Man erläuterte ausführlich Statistiken, die die Notwendigkeit einer neuen Wirtschaftsordnung zeigten. Zum Beispiel wurde darauf hingewiesen, daß im Jahre 1970 die eine Milliarde Menschen, die am wenigsten verdiente, ein Jahreseinkommen von nur 105 Dollar pro Person hatte. Die entwickelten Länder dagegen wiesen ein Jahreseinkommen von 3 100 Dollar pro Person auf. Man errechnete, daß bis zum Jahre 1980 das Jahreseinkommen dieser Milliarde armer Menschen um unbedeutende drei Dollar pro Person angestiegen sein wird, in den reichen Ländern hingegen um 900 Dollar pro Person.

Außerdem sterben in den armen Ländern täglich im Durchschnitt 10 000 Personen wegen Hunger oder wegen Krankheiten, die auf Unterernährung zurückzuführen sind. Die Kinder im Schüleralter, die in diesen Ländern die Schule besuchen, sind, wie man behauptete, in der Minderheit gegenüber denen, die sie nicht besuchen.

Trotz all dieser Bedürfnisse wird ein großer Teil der Schätze der Erde nicht konstruktiven Zwecken, sondern der Produktion immer verfeinerterer Waffen zugeführt. Gegenwärtig werden in der ganzen Welt jährlich ungefähr 300 Milliarden Dollar für die Rüstung ausgegeben.

Obendrein gab Kurt Waldheim, der Generalsekretär der Vereinten Nationen, in seiner Rede bei der Gipfelkonferenz folgendes zu: „Man hat keine Fortschritte gemacht, um einer echten Abrüstung näherzukommen, wodurch die Rüstungsausgaben verringert würden und es ermöglicht würde, die Bodenschätze konstruktiven Zwecken zuzuführen. Die Tendenz weist in die entgegengesetzte Richtung.“ Er stellte auch fest, daß die „Gefahr einer Anhäufung von Atomwaffen nicht nur bestehenbleibt, sondern zunimmt“.
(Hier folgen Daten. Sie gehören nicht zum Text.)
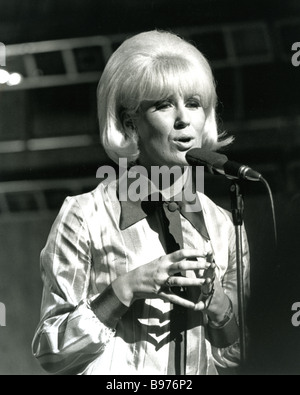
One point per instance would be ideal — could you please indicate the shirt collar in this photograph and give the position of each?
(132, 211)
Eine Warnung an die Länder des Westens

Die Konferenz kam nach vier Sitzungstagen zum Abschluß. Am letzten Tag ließ die dritte Welt eine strenge Warnung an die reichen Länder der Welt ergehen. Die Botschaft besagte, daß sie einen größeren Teil ihres Wohlstandes einer neuen Wirtschaftsordnung zugute kommen lassen müßten. Die Verlautbarung enthielt die dringende Bitte, Hilfe zu leisten, damit der Vergrößerung der Kluft zwischen Arm und Reich Einhalt geboten werde.

In dem Bericht wurde erwähnt, daß sich die wirtschaftliche Lage der Länder der dritten Welt in den letzten Jahren verschlechtert hat. Die Fehlbeträge ihrer Zahlungsbilanz haben sich insgesamt verdreifacht. Ihre Schulden gegenüber den reichen Ländern sind um Milliarden von Dollar gestiegen. Die Bemühungen, ihre wirtschaftliche Lage zu verbessern, werden in vielen Fällen durch zunehmende Inflation vereitelt.

In einem Kommentar der New York Times hieß es: „Die blockfreien Länder sind fest davon überzeugt, daß die Entwicklungsländer durch nichts anderes als eine vollständige Neuordnung der internationalen wirtschaftlichen Verhältnisse in den Genuß eines annehmbaren Entwicklungsstandes kommen können.“

In der Times wurde auch davon gesprochen, daß in vielen Ländern der dritten Welt ein allgemeiner Trend „nach links“ festzustellen ist. Man formulierte das so: „Vom westeuropäischen und amerikanischen Standpunkt aus scheint die Blockfreiheit in vielen Fällen hauptsächlich einen antiwestlichen und antiamerikanischen Unterton zu haben.“ Es wurde zum Beispiel bemerkt, daß in der abschließenden Verlautbarung die Anwesenheit der Amerikaner in Südkorea verurteilt, die Unabhängigkeit Puerto Ricos gefordert, Israel verurteilt und „der historische und vollständige Sieg begrüßt wurde, den das vietnamesische Volk in seinem Kampf gegen den aggressiven Imperialismus der Vereinigten Staaten errungen hat“.

Manchmal jedoch wurden sogar die kommunistischen Länder von einigen Sprechern getadelt, weil sie in der dritten Welt umstürzlerische Bewegungen unterstützen. Allerdings herrschte öfter, wie es in dem U.S. News & World Report ausgedrückt wurde, ein anderer Ton vor: „Die USA und andere Industrienationen des Westens mußten weiterhin Vorwürfe einstecken, da man sie praktisch für jeden wirtschaftlichen und politischen Mißstand der armen Länder verantwortlich machte.“

Die dritte Welt hat sich also wieder ausgesprochen. Und wieder einmal sprachen die Erörterungen nicht für die Länder des Westens, die den Kern der sogenannten „Christenheit“ bilden.

[Bild auf Seite 20]

Die Länder der „dritten Welt“ sprachen sich bei ihrer Konferenz aus, die sie in der Bandaranaike Memorial International Conference Hall in Colombo [Sri Lanka] abhielten.